The museum has more than 31,000  objects and personal histories in its collection, telling stories of Jewish Manchester as well as broader stories of migration, communities and identities that are a key part of Greater Manchester’s diverse make-up.

A new dedicated Fashion Gallery is set to open at Manchester Art Gallery in November this year as part of a permanent shift of the costume collection from Platt Hall Gallery of Costume, which closed a few years ago and is set to take on a new to-be-confirmed use. 

The first exhibition at the new fashion gallery will focus on male image and the ‘dandy’ style fashion, made popular in the late 18th and early 19th century. Bringing together fashion, art and photography, Dandy Style will meld the historic with the contemporary and will include approximately 75 extravagant outfits from the Platt Hall collection.

Opening of Europe’s largest garden project in Salford

At the top of many group travel organisers lists for when they can travel again will be The RHS’ first new garden in 17 years, which is set to open on 11th May in the lost historic grounds of Worsley New Hall in Salford.

RHS Bridgewater, Salford, Greater Manchester

Source: RHS and Neil Hepworth

RHS Garden Bridgewater is due to open in May this year. 

RHS Garden Bridgewater will be a 154-acre garden and is currently the largest gardening project in Europe. When it opens it will feature a Weston Walled Garden (one of the largest in the UK), a visitor centre and café, community teaching allotments, a Kitchen Garden, orchards, a woodland play area, and a Chinese Streamside Garden, alongside Ellesmere Lake, woodland and other garden spaces.

UK’s largest urban farm and eco-park 

Sticking with the outdoors theme is Northern Roots. Offering woodland, moorland and seasonal wetlands, this 160-acre site in Oldham is home to an abundance of native and migrating birds, plants and animals and has plans to grow into the UK’s largest urban farm and eco-park.
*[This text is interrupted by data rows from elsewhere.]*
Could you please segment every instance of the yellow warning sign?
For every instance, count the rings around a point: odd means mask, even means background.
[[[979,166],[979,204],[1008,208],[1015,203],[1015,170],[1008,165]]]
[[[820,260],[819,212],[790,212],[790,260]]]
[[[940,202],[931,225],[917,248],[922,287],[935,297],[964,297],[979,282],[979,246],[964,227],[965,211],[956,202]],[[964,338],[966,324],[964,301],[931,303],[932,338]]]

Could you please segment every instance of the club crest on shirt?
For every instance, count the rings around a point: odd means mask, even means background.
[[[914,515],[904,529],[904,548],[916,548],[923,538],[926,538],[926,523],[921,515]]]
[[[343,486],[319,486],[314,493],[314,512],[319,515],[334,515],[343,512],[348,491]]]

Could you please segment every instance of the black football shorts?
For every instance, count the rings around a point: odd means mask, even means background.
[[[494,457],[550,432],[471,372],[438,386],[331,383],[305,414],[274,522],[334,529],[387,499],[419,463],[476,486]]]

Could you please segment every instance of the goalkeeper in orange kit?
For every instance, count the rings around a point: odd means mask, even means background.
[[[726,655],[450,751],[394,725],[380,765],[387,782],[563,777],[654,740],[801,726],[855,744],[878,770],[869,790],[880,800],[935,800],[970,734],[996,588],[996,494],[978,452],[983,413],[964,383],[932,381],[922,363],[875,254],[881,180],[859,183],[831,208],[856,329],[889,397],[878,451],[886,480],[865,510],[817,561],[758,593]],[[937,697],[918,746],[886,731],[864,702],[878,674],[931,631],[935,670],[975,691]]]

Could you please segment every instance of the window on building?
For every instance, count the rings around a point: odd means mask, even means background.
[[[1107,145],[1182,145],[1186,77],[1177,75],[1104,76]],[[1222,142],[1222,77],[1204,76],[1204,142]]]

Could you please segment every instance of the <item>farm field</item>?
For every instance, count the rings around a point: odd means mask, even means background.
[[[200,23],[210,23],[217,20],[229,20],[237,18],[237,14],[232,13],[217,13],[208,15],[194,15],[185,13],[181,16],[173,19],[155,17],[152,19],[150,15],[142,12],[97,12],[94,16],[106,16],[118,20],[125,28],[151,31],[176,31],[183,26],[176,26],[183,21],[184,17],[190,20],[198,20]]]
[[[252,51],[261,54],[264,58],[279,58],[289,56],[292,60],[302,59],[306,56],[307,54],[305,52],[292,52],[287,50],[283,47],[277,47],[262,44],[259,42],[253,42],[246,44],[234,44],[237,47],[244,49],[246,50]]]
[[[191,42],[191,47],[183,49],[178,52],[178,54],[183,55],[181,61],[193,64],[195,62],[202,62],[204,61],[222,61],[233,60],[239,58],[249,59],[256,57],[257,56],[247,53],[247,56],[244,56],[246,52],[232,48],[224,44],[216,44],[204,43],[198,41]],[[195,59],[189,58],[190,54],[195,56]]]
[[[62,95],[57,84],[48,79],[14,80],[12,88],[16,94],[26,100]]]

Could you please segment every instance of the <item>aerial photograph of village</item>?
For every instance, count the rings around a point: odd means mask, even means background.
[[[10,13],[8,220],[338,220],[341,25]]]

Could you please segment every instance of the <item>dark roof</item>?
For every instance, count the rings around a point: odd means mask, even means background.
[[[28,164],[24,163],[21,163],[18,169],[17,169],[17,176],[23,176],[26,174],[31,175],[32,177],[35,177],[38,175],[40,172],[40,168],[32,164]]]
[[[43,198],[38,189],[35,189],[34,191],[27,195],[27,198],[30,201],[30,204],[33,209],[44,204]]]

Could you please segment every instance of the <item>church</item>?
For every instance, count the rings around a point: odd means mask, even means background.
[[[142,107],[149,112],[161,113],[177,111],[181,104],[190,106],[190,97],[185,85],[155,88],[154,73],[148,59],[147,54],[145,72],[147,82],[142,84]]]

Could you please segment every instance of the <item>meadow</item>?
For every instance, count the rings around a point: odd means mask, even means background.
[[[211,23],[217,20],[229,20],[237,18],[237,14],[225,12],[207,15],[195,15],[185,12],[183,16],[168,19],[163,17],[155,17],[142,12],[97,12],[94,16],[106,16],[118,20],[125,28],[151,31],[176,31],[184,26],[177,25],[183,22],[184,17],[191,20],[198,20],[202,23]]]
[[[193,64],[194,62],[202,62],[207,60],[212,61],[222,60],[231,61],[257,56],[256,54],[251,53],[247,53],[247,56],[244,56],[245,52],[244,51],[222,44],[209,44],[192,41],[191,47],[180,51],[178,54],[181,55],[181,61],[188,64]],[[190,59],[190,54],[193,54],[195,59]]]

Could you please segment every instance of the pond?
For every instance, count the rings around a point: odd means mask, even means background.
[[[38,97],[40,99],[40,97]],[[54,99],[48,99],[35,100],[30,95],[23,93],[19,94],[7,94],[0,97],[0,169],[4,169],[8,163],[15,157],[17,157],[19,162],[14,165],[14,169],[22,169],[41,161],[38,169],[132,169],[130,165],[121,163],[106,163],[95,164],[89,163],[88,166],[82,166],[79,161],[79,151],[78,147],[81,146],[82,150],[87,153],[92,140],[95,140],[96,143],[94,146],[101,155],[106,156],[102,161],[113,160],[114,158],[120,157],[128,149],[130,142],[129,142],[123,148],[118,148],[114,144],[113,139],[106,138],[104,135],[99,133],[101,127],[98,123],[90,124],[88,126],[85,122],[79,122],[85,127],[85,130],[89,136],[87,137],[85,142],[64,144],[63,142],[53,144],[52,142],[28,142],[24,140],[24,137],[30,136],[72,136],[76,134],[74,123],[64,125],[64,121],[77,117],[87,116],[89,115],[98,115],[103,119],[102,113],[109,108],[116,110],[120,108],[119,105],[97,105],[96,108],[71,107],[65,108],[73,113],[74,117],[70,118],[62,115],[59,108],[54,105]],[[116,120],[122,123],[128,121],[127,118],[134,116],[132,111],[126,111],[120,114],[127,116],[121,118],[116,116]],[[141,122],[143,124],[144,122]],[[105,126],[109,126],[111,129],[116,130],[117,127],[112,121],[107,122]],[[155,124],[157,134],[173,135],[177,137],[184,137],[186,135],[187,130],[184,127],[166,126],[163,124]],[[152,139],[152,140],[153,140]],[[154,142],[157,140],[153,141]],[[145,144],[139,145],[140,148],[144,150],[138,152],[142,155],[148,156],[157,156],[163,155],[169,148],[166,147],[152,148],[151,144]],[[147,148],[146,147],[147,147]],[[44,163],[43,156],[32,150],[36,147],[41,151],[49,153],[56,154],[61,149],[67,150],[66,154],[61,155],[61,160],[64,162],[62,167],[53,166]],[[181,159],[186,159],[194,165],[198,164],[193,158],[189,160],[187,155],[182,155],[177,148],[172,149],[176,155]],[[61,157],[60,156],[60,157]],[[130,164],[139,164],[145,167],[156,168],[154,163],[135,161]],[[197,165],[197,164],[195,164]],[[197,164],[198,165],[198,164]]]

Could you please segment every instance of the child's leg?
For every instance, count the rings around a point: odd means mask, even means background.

It will include hands-on community projects such as beekeeping, animal husbandry, forestry, as well as mountain biking, performances and frisbee golf. 

New building for one of the region’s best-loved theatres

After being closed for two years to allow for a major refurbishment, Octagon Bolton, one of the region’s theatres hopes to welcome audiences back for socially distanced performances this year. 

The refurbished theatre includes new seating in the auditorium, a two-floor café/bar, and greater accessibility for improved wheelchair access. 

World War One poppy tribute to take permanent home at IWM North

Poppies Wave display at Imperial War Museum North

Source: © IWM

The wave of poppies will be permanently displayed at the Imperial War Museum North from November.

Following the success of Poppies: Wave and Weeping Window, which toured Imperial War Museum London and North during the final year of the World War One centenary and encouraged millions of people across the country to reflect on their own links to the Great War as a shared experience.

From November this year the poppies will be displayed permanently within the Air Shard of the architecturally renowned Imperial War Museum North.

Iconic Wigan Pier waterfront brought back to life

Wigan Pier – made famous by George Orwell’s 1937 book, The Road to Wigan Pier – will be given a new lease of life when the long-vacant 18th Century industrial buildings are transformed into a new neighbourhood waterside attraction.

Expected to be ready in summer 2021, the former icon of the industrial North will become a gin-distillery, micro-brewery and food hall, and will hold events, exhibitions and conferences, with the former education centre set to be used as a cultural hub.

Tasks and trials from new I’m a Celebrity… Jungle Challenge attraction

A new family entertainment attraction celebrating ITV’s popular show I’m A Celebrity… Get Me Out Of Here! is set to open at the new The Watergardens development at MediaCityUK.

The I’m A Celebrity… Jungle Challenge attraction promises an exciting mix of tasks and trials based on the hit show, including jungle zip lines, treetop ropes course and vertical climbing walls.